1 Document reading and conveying section
3 Pickup roller
5 Separation roller
7 First transport roller
9 Second transport roller
M drive motor
M4 gear train
M43 coupling gear
M44 feed gear
M46 regulation means
M421 coupling part
M431 coupling part

Claims (10)

A driving source;
A transport unit for transporting the sheet;
A transmission unit that transmits the driving force of the driving source to the transport unit via a plurality of gears;
A cover that can be opened to open the transport unit;
With
The transmission unit is
A coupling part that can be coupled and separated in the axial direction of rotation;
An urging gear configuration for urging the coupling portion in a direction to separate with rotation;
A regulating means that abuts on the coupling part and regulates the coupling part in a direction in which the coupling part is coupled;
Have
When the cover is closed, the coupling unit is coupled by the regulating means and transmits the driving force of the driving source to the transport unit,
When the cover is opened, the coupling part is released from the restriction by the restriction means and separated by the urging force of the urging gear structure, and the driving force of the driving source is not transmitted to the transport part. A feeding device.   The biasing gear configuration includes a helical gear having a torsion angle that generates a force in a direction in which the coupling part is separated during rotation between the coupling part and a gear coupled to the coupling part. The feeding device according to claim 1.   The feeding device according to claim 1, wherein the biasing gear configuration is configured to mesh with each other, provided on the coupling portion, and formed with slopes that generate a force in a direction of separation when rotating. . The biasing gear configuration includes a helical gear having a torsion angle that generates a force in a direction in which the coupling part separates during rotation between the coupling part and a gear coupled to the coupling part, and the coupling And a meshing structure formed with slopes that generate forces in a direction to separate when rotating, and
2. The torsion angle and the inclined surface are determined so as to urge the coupling portion in a direction in which the coupling portion is separated along with the rotation regardless of the rotation direction of the drive source.

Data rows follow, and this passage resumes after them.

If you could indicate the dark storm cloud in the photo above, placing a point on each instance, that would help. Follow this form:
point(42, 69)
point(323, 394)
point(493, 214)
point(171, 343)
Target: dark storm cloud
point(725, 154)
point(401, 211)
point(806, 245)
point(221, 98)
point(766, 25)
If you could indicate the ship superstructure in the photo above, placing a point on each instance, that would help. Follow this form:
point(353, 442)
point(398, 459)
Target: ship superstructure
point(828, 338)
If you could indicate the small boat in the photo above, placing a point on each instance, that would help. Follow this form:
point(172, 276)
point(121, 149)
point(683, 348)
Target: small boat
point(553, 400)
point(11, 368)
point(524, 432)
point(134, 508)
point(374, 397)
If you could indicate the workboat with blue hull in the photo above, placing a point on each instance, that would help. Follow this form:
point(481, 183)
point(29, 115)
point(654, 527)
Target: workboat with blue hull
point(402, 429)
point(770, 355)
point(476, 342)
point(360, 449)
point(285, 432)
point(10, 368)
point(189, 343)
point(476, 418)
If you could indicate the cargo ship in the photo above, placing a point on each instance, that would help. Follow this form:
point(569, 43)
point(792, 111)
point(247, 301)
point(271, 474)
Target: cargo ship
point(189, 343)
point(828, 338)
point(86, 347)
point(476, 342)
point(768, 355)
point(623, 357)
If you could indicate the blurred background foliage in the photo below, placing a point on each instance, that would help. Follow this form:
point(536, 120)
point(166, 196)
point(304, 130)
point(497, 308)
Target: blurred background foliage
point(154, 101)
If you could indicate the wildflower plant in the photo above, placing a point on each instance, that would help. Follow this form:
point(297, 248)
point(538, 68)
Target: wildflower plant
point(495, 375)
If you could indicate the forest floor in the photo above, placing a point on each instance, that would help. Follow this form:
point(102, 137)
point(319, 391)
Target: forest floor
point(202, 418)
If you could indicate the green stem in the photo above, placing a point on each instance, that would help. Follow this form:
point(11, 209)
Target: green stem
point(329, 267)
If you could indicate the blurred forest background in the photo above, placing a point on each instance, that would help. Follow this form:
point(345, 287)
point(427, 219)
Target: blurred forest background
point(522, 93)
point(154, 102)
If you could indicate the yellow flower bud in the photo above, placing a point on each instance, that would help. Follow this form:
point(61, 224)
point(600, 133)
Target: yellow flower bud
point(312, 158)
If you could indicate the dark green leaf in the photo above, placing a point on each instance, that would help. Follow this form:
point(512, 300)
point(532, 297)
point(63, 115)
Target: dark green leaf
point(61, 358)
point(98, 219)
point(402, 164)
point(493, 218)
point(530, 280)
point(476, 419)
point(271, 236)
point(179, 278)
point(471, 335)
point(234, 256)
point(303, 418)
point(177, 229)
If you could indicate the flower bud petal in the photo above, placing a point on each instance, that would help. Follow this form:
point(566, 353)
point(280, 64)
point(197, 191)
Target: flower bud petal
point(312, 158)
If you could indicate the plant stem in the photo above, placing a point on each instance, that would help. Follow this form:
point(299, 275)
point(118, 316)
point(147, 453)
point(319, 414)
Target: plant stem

The feeding device described.   The said restriction | limiting means has a shape which cancels | releases restrictions with respect to the said coupling part gradually when the said cover is opened, The any one of Claim 1 thru | or 4 characterized by the above-mentioned. Feeding device.   6. The urging gear structure urges the coupling unit in a direction to separate the coupling unit when the transport unit is rotated in a state where the cover is opened. 6. Item 1. The feeding device according to item 1. Further comprising holding means for holding the cover when the cover is closed at both ends in a direction intersecting the direction of conveying the sheet,
The holding force of the holding means located closer to the drive source and the transmission unit is stronger than the holding force of the holding means located farther from the drive source and the transmission unit. 7. The feeding device according to any one of items 6 to 6. Encoder means for detecting rotation of the drive source;
The feeding device according to any one of claims 1 to 7, wherein whether or not the cover is opened is determined based on a result obtained from the encoder means.   The feeding apparatus according to claim 1, further comprising a reading unit that reads an image of a sheet conveyed by the conveyance unit.   The reading unit is used for both image reading of a sheet conveyed by the conveying unit and image reading while moving with respect to a sheet placed on a glass surface. 9. The feeding device according to 9.